When you name a thriller Stoker, you immediately have people concluding it has something to do with Bram Stoker, author of Dracula, and therefore maybe the movie involves vampires. The film’s characters address that at one point but let’s stipulate that there are no members of the undead here. Instead, we have a stylish, noirsh film that marks a mostly successful American debut for Korean director Chan-Wook Park. Starring Mia Wasikowska, Nicole Kidman, and Matthew Goode, it’s an uncomfortable story of family.
India Stoker (Wasikowska) has just lost her father, shattering their close bonds. Distraught, she is withdrawn, and initially shrinks further within Goth herself when Uncle Charlie (Goode) turns up and comes to live with her and her mother Evelyn (Kidman). In her eighteen years, India has never heard of an Uncle Charlie and more, what she begins to hear strikes her as fantastic and contradictory. Is he a rich adventurer, an ex-con, an opportunist? Maybe all of the above. But, as Charlie insinuates himself into their Tennessee home, life changes.
India is uncomfortable around Charlie until his charismatic personality begins to change how she acts and more, how she sees herself. There’s a hint of sexual desire pouring forth while her own mother, dealing with the loss in her own way, seems equally drawn, making dinner time more than a little awkward. There’s a piano duet that is nicely sexually charged and the film is filled with visual metaphors that make this a cut above most thrillers.

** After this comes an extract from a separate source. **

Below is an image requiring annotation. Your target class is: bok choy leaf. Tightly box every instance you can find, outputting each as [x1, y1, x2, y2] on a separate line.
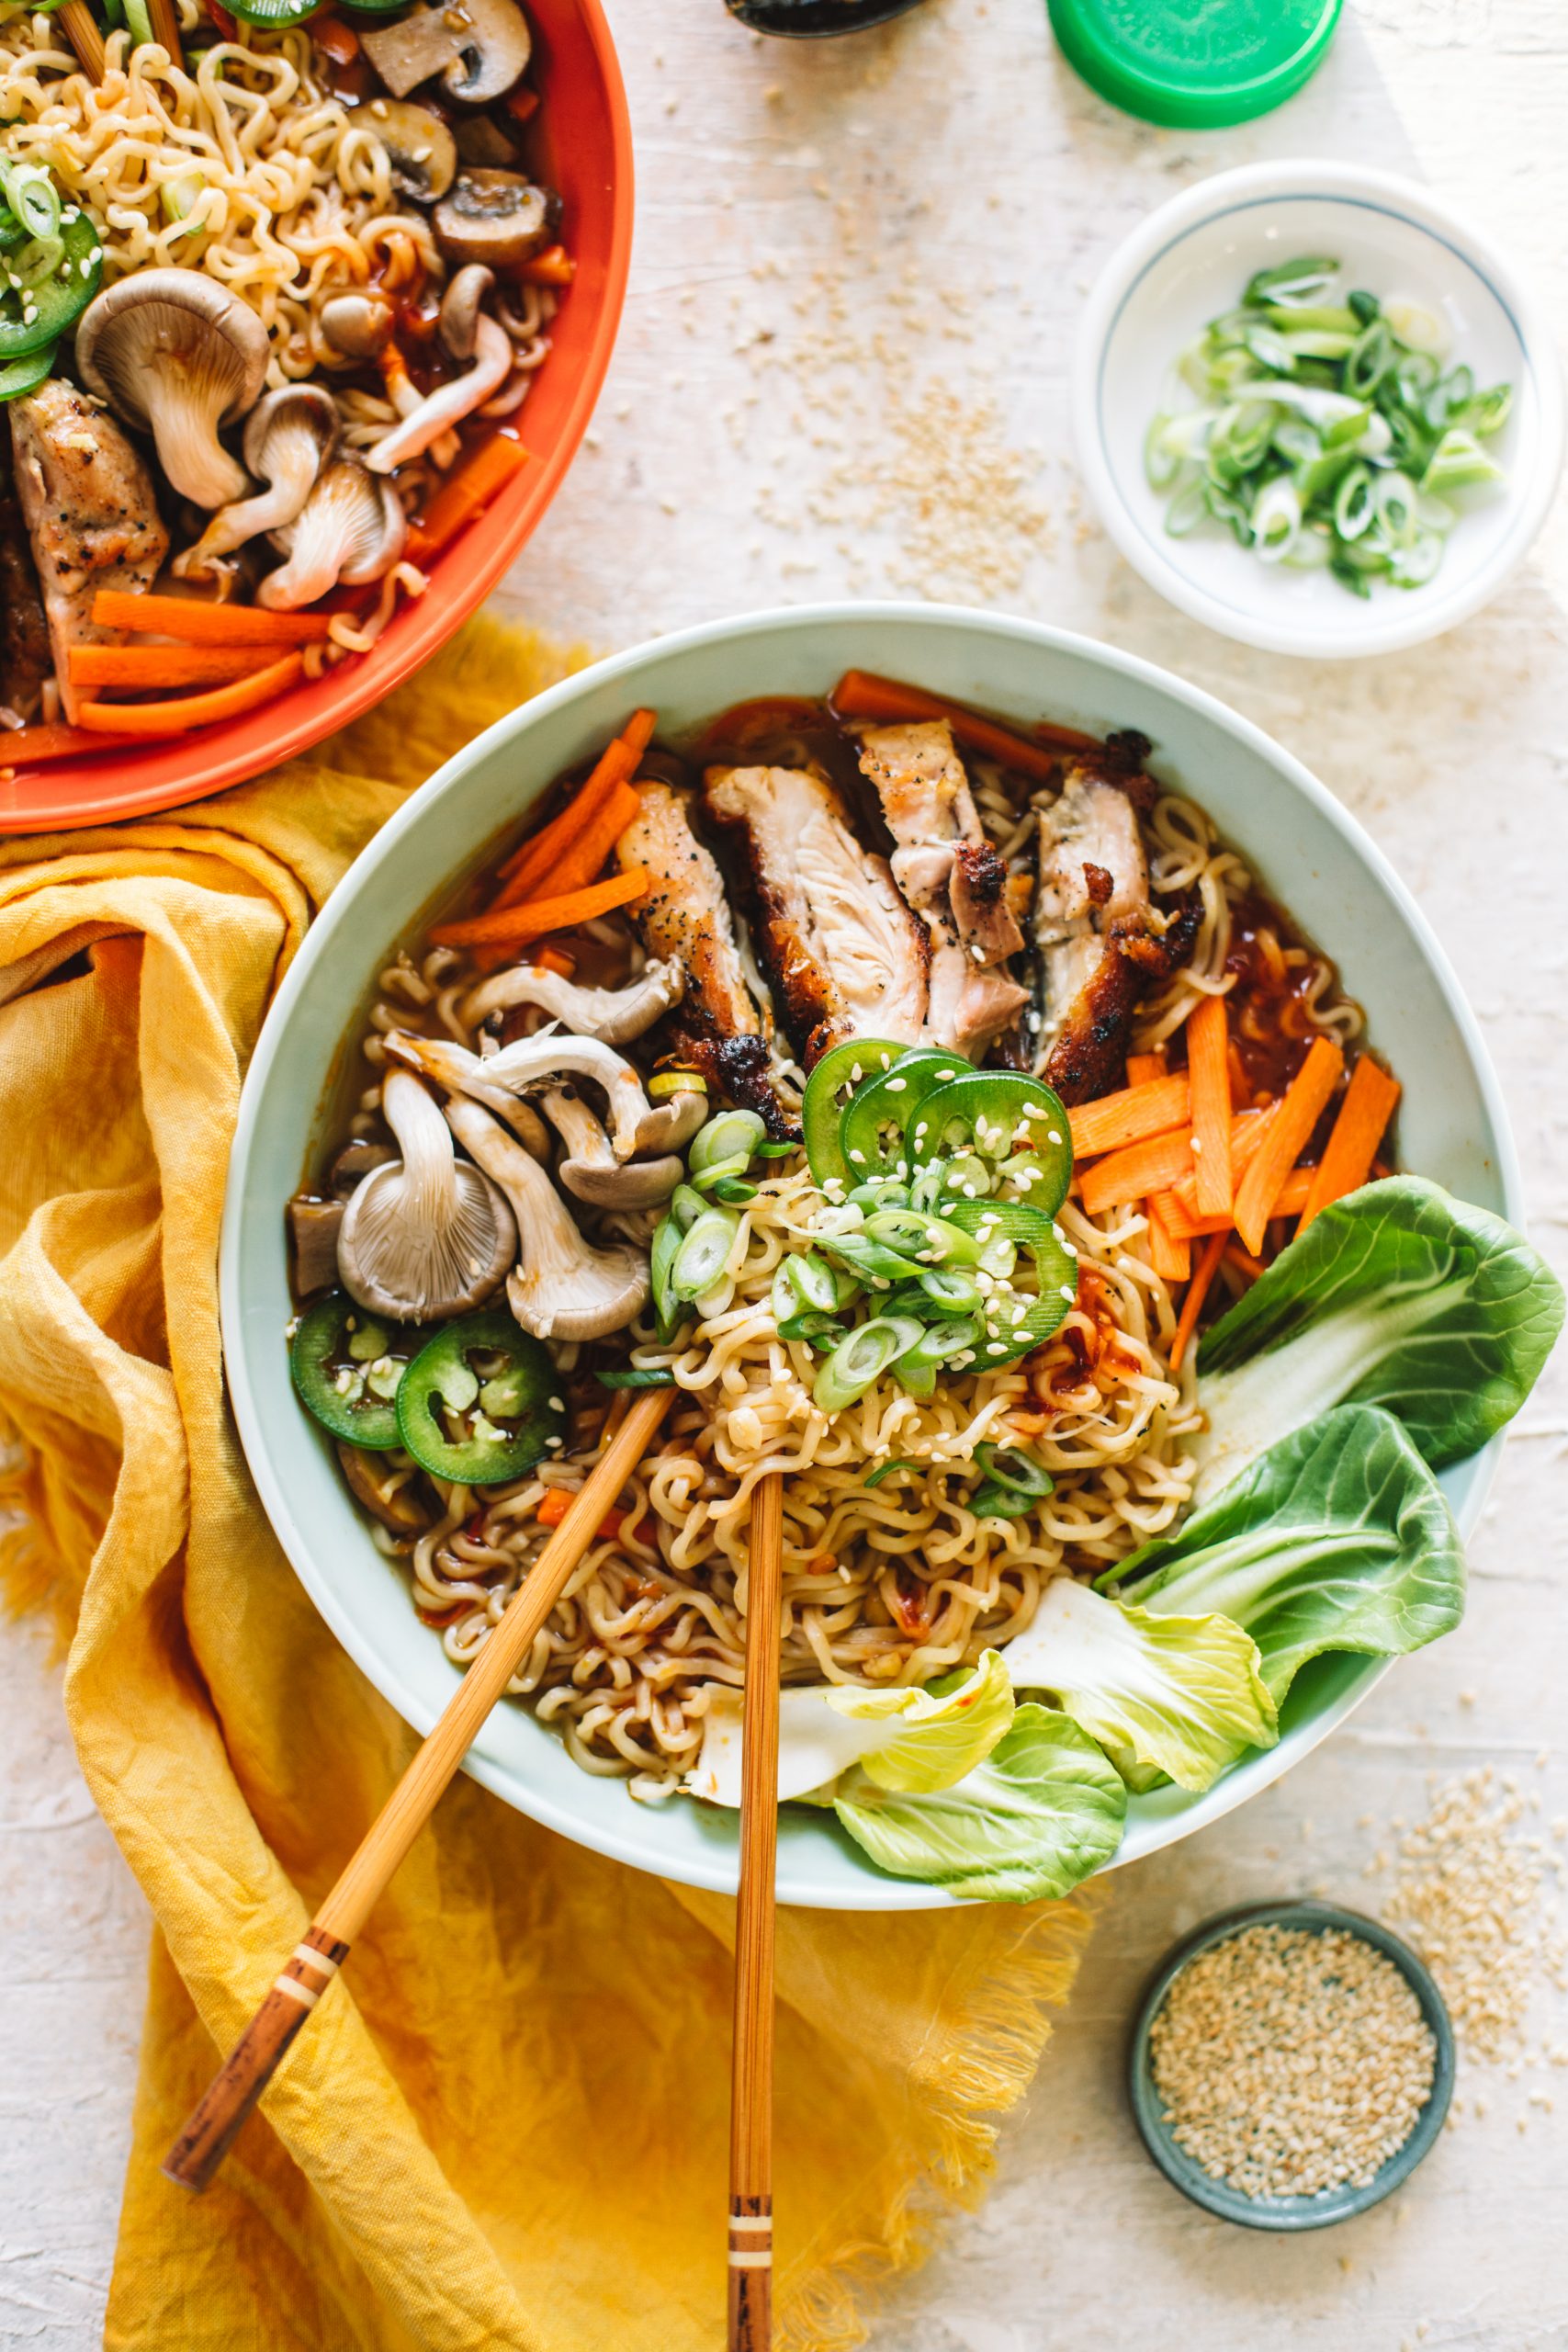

Wentworth Miller’s script was inspired by Alfred Hitchcock’s Shadow of a Doubt down to naming the mysterious stranger Uncle Charlie. There are plenty of structural ticks Miller picks up from the old master, successfully maintain the tension throughout the 99 minutes. Unfortunately, like Hitchcock, the characters are cold, never quite warming up to one another or the audience and undercuts the movie’s impact. And trust me, this film has plenty of impact, especially when things get violent and here Park exceeds Hitchcock, bringing his natural talents to the fore.
The performances are strong and should have been stronger and this might be a culturally issue as Park works with his Australia/English cast in an American setting. Goode (Watchmen) is nicely creepy while the women vie for coolest character.
This is a strong transfer to Blu-ray, out this week from 20th Century Home Entertainment. Cinematographer Chung Chung-hoon’s imagery is well preserved, letting the atmosphere ooze into your home. The matching audio allows you to enjoy the splash of rain, the crack of a hardboiled egg and the eeriness of Clint Mansell’s excellent score.
The disc, which comes with an Ultraviolet digital copy, contains a handful of extras. There are three deleted/extended scenes (10:01), none of which are really missed; Stoker: A Filmmaker’s Journey (27:50), a Making Of mini-documentary that is cut above others of its ilk; Photography by Mary Ellen Mark (11:15), on-set photographs that can be auto-played or manually advanced;
London Theater Design (2:35), showing how a London theater was transformed for the film’s premiere; and, Theatrical Behind-the-Scenes, seven short featurettes that were repurposed from the documentary and rehashes that material. You also get the theatrical trailers.